A repeat Staging CT scan after 6 months showed complete resolution of lymphadenopathy and the splenomegaly. After remission and the patient taking 5mg of prednisolone daily, steroids were stopped without any significant adverse events. One year later on follow-up, laboratory tests of the patient were normal and when this article is written the patient remains well in complete remission without corticosteroid therapy

AITL is an uncommon subtype of mature peripheral T-cell lymphoma. It represents only 1–2% of all non-Hodgkin Lymphomas6 and 15–20% of Peripheral T-cell Lymphoma.7 It is a primary T-cell disorder with dysregulation noted in B-cells and endothelial cells as well.8 It has strong association with Epstein-Barr virus, found in 80–90%.9 It normally presents with B-type symptoms and lymphadenopathy, but rash is not an uncommon symptom as is seen in about 20–50% of patients7 and follows usually the introduction of antimicrobials.6 The rash of AITL most commonly comprise a maculopapular eruption on the trunk and abdomen (similar to our patient), but purpura, plaques, papulovesicular lesions, nodules, and erythroderma have also been reported. Approximately forty-four percent of patients have a nonspecific maculopapular dermatitis, which precedes other clinical symptoms by at least several weeks.10,11 AITL should be included in the differential diagnosis of any maculopapular eruption of unknown aetiology that is accompanied by lymphadenopathy. Given the high prevalence of the rash, it can be postulated that it is a specific manifestation of this lymphoma12 though oft ignored, and can be misdiagnosed as a non-specific viral rash in the absence of overt lymphadenopathy as in our case.

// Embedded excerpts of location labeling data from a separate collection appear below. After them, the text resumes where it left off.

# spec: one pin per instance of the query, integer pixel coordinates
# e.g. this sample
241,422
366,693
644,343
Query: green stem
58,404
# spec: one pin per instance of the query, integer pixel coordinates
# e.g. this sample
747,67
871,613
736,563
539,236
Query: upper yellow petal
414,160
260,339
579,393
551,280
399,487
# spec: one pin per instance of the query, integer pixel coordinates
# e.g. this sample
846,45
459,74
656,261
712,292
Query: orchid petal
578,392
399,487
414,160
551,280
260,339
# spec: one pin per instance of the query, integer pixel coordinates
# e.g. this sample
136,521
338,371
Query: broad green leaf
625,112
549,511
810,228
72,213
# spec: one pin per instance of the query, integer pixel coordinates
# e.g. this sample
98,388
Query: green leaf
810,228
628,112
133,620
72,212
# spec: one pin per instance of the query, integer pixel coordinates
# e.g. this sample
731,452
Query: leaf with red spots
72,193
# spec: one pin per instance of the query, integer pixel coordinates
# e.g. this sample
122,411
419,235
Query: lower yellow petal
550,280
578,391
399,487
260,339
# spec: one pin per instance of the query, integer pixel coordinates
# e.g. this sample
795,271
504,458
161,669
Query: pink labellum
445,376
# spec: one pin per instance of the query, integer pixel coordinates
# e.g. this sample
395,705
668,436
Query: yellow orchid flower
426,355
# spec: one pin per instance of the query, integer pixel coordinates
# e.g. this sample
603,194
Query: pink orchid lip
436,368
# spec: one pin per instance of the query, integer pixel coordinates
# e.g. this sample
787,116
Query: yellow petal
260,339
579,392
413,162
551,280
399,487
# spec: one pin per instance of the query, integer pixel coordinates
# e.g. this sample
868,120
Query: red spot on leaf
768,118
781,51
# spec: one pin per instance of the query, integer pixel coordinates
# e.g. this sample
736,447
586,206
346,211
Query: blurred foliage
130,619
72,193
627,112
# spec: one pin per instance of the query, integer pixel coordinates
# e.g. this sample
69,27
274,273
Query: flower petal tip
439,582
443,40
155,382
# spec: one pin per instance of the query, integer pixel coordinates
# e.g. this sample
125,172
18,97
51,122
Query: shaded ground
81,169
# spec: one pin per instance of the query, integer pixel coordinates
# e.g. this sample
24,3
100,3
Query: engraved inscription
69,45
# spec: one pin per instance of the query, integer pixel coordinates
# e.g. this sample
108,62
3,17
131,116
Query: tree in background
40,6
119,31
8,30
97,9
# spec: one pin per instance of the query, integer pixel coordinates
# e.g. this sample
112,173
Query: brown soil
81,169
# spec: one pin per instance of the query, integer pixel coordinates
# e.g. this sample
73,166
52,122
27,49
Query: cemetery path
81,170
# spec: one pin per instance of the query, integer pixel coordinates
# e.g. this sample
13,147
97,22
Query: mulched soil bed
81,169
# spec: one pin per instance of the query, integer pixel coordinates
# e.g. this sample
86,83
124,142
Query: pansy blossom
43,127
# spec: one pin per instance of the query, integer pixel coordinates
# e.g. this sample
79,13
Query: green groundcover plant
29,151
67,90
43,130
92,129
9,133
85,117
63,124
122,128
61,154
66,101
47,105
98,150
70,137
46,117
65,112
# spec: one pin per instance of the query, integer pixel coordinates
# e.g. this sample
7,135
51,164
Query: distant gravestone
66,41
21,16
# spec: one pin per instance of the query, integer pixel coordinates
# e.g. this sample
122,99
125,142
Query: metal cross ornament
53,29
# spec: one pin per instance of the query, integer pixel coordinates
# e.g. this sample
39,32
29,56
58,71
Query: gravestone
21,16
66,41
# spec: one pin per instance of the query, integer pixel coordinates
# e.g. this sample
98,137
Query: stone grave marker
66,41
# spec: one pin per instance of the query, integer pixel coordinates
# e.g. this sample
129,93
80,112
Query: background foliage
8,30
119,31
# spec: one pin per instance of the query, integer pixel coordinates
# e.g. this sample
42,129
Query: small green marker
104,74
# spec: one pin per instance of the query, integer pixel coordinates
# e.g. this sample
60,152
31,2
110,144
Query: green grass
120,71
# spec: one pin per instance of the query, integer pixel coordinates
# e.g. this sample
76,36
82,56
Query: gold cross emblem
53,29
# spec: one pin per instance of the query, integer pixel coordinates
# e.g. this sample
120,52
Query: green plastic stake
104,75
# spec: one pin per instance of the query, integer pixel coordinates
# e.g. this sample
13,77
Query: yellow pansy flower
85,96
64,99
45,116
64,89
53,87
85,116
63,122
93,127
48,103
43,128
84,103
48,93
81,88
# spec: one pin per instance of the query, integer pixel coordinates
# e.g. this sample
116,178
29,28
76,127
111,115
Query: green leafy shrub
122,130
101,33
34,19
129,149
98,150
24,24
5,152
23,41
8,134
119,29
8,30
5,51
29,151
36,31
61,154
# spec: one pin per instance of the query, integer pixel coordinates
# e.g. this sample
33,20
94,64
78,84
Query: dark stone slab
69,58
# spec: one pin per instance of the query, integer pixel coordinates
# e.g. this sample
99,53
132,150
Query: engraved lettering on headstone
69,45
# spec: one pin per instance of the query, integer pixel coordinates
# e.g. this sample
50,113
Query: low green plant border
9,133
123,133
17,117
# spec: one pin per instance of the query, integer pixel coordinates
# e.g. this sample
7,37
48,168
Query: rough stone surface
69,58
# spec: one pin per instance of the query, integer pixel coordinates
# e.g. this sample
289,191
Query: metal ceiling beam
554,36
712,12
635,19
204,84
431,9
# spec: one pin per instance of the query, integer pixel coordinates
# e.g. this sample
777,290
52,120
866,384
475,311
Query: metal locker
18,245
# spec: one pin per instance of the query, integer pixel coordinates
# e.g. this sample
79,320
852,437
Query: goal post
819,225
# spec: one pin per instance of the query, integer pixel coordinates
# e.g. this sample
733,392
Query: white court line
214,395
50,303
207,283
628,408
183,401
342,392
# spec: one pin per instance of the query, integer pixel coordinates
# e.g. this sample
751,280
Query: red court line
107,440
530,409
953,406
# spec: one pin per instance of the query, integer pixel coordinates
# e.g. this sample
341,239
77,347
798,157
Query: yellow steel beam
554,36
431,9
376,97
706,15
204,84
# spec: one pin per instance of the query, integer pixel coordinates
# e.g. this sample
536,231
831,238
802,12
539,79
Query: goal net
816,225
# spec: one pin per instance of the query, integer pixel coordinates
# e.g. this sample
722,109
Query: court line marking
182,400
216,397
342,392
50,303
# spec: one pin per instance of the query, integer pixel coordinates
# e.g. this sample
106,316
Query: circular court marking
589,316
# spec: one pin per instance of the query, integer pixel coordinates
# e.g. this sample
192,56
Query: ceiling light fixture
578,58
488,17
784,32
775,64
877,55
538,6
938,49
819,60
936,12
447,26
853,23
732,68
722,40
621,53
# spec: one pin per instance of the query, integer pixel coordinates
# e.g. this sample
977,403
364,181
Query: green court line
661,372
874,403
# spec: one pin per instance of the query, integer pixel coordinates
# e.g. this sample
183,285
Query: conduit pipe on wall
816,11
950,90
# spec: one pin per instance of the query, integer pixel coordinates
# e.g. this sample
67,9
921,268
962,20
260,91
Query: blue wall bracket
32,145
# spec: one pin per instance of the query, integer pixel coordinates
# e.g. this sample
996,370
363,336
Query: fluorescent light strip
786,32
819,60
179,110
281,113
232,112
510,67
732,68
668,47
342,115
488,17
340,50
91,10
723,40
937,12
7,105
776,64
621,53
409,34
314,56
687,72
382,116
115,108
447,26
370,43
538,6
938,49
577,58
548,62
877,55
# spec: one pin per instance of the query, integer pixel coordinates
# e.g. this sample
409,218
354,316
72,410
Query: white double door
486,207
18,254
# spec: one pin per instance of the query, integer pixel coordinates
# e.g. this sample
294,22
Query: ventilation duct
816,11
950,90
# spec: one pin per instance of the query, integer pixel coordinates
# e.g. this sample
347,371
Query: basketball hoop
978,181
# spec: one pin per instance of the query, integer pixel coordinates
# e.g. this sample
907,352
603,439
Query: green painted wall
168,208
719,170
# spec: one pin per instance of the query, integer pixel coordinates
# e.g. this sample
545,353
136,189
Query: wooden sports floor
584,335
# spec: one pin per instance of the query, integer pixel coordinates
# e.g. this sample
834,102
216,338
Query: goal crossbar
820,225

Our patient had all the B-symptoms, lymphadenopathy and the rash. The rash persisted even after the clinical symptoms and lymphadenopathy had resolved which is unusual. The association with Epstein-Barr virus was also noted.

Development of autoimmune haemolytic anaemia with both warm and cold agglutinins was another uncommon feature noted in this case which is found in only 13% of cases.7

Many agents have been used to treat AITL, however none has proved consistently effective, corticosteroids have long been first-line agents for AITL.

The patient had a favourable clinical outcome, achieving clinical remission after several months of oral corticosteroid monotherapy.

Given non-specific symptoms, AITL can be misdiagnosed as a non-specific viral illness, arthritis or even EBV given the association. The concern remains that a suspicion of AITL will require a keener eye of the physician to avoid delay in the diagnosis.

Conflicts of interest

The authors declare no conflicts of interest.